Le royaume de la mode lui-même est bouleversé, il n'y a plus de frontières naturelles et les modes se confondent pour les deux sexes. Le roi, par un goût singulier, féminisa le plus possible ses costumes, cherchant ce qui pouvait se prendre aux modes féminines, depuis la coiffure jusqu'à l'éventail.

Comme les dames de la cour, le roi et ses mignons adoptèrent les colliers de perles, les boucles d'oreilles, les dentelles de Venise et les grandes fraises. Comme les dames, pour entretenir la fraîcheur de leur teint, ils se fardèrent et se cosmétiquèrent d'une façon ridicule, allant jusqu'à mettre la nuit des masques et des gants enduits de pommade; étranges modes efféminées pour un temps de poignards levés et de périls constants.
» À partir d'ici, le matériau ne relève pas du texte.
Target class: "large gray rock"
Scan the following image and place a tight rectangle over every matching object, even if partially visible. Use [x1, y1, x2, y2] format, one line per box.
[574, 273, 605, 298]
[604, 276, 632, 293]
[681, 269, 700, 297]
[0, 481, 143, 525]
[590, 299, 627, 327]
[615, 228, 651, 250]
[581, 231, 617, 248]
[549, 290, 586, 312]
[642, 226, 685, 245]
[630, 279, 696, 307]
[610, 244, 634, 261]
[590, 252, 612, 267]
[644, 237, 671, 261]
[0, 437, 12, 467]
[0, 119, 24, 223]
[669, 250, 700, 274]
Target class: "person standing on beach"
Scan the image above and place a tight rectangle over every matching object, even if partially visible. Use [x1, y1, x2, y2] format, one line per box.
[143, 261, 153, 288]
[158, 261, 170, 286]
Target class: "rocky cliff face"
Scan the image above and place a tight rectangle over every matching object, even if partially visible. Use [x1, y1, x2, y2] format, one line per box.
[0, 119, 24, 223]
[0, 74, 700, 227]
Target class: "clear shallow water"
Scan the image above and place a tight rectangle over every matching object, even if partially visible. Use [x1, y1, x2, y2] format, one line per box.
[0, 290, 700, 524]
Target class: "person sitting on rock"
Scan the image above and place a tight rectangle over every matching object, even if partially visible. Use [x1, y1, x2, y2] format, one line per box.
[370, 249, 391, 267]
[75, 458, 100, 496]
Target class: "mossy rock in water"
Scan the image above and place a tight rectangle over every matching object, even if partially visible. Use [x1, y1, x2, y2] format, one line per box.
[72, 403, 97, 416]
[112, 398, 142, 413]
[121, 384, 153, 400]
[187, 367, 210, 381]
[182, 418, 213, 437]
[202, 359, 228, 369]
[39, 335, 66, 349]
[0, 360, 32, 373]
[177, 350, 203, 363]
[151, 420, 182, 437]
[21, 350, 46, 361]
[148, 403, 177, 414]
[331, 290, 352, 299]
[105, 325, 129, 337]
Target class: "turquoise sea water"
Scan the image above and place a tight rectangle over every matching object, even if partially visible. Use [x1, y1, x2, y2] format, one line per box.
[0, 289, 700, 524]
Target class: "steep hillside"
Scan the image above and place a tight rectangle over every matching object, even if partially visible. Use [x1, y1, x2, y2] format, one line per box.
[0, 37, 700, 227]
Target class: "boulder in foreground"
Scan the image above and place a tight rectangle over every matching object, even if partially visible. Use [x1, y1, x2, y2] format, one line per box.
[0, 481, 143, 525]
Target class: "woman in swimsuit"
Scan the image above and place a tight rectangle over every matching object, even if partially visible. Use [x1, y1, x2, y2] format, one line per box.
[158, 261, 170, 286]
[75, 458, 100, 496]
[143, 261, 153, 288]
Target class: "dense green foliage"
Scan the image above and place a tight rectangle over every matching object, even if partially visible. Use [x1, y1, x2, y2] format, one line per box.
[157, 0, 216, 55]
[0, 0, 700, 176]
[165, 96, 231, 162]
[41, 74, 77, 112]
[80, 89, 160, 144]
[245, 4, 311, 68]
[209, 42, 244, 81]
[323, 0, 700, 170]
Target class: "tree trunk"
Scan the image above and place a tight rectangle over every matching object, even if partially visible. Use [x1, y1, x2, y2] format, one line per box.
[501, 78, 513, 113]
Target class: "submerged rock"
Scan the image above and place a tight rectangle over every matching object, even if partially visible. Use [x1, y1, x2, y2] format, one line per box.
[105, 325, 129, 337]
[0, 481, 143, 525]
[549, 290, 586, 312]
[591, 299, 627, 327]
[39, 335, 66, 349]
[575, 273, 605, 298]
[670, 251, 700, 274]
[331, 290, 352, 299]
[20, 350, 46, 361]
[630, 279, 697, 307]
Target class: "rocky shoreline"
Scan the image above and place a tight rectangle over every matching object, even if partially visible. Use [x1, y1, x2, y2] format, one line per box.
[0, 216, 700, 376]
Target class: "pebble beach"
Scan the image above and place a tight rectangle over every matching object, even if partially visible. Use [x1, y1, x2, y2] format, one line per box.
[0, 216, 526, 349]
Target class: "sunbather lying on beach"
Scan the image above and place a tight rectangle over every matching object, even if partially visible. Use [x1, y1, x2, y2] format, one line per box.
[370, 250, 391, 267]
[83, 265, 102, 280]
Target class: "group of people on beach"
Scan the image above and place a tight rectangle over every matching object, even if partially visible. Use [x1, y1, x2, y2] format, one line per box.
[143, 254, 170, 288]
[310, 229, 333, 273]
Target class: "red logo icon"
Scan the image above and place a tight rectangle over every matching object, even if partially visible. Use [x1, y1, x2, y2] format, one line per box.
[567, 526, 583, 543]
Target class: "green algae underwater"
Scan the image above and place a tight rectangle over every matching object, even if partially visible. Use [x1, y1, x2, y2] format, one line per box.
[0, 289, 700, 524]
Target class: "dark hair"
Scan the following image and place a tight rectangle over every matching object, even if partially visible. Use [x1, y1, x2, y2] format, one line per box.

Ces mignons et popelirots ne portaient-ils pas comme les dames une sorte de corset pour faire taille fine, le pourpoint à busc descendant très bas en pointe, devenu bientôt le ridicule pourpoint à panse rembourrée formant une espèce de ventre pointu à la façon de Polichinelle. Ne se coiffaient-ils pas de la toque féminine ornée de plumes et de pierreries...
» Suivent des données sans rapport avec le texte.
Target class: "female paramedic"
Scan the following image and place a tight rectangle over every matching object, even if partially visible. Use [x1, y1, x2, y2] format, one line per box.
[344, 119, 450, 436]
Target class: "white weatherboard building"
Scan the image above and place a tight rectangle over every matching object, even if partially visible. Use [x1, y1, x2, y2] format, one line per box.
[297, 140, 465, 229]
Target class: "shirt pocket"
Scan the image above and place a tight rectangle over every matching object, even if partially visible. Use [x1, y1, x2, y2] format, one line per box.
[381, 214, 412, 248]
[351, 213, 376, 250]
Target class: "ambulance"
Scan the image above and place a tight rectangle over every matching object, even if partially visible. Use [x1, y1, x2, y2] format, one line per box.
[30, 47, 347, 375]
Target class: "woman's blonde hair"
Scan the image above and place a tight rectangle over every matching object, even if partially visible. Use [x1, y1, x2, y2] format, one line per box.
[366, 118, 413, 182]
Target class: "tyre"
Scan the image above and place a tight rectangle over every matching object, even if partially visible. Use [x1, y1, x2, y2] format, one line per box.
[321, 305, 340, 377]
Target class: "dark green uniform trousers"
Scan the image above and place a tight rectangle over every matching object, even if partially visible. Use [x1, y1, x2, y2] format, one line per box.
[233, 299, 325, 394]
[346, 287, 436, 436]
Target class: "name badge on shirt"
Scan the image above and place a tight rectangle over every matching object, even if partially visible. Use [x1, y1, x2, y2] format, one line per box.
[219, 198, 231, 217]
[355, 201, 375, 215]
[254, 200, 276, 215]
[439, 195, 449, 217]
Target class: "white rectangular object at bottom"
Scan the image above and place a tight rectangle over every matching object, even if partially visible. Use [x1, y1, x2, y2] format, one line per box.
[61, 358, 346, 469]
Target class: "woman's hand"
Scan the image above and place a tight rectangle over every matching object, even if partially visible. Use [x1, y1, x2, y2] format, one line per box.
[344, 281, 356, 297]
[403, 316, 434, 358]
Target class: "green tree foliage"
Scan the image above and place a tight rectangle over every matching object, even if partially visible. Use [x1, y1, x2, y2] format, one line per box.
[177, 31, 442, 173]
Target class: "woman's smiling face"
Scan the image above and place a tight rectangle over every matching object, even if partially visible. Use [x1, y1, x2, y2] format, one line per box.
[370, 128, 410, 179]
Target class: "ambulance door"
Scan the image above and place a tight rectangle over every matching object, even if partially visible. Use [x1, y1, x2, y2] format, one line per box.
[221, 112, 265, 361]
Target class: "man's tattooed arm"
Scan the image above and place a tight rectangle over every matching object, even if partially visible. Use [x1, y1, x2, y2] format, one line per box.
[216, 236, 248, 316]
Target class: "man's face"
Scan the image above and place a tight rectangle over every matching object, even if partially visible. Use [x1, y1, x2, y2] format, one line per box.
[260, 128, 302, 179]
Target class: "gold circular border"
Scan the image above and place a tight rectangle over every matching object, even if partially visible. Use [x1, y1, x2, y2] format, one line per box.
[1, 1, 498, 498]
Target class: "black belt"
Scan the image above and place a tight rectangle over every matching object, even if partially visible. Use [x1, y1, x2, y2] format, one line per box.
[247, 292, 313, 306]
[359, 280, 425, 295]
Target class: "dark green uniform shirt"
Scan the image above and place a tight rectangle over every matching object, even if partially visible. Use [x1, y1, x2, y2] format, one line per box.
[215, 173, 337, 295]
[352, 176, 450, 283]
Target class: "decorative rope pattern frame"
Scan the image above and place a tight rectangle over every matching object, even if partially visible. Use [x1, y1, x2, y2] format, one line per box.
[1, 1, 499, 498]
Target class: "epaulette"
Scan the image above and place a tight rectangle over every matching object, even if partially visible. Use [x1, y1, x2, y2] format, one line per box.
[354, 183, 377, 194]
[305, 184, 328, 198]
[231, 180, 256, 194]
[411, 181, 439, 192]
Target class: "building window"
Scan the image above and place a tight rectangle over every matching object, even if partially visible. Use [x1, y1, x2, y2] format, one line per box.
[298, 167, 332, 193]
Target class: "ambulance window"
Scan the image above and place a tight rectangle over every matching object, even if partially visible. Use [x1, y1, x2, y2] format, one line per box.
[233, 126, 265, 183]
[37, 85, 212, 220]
Les femmes ne prirent rien aux modes masculines, mais elles se rattrapèrent en exagérant considérablement les dimensions et l'ornementation de tous les éléments du costume, en recherchant la somptuosité des étoffes, en se surchargeant encore d'accessoires et de joaillerie. C'est Marguerite de Valois, sœur du Roi, la reine Margot d'Henri IV qui mène la mode, et moins le ridicule que la grâce féminine esquive, elle fait bien le pendant de l'étonnant Henri III, le satrape musqué et fardé qui empèse et godronne lui-même ses fraises et celles de la reine, et se promène avec des petits chiens sur les bras ou le bilboquet à la main.

Toilette de Cour.

Les fraises ont pris des proportions fantastiques, ce sont d'immenses cornets évasés, soutenus par des fils de laiton, de magnifiques dentelles ou broderies de point de Venise, qui partant du corsage, laissent voir les épaules et montent derrière la tête jusque par-dessus la coiffure. La figure fardée ainsi encadrée dans cette dentelle à pointes, c'est une fleur éclatante ou un fruit, ou plutôt c'est une tête d'idole, trop apprêtée, peinte et repeinte, ruisselante de bijouterie et de clinquant.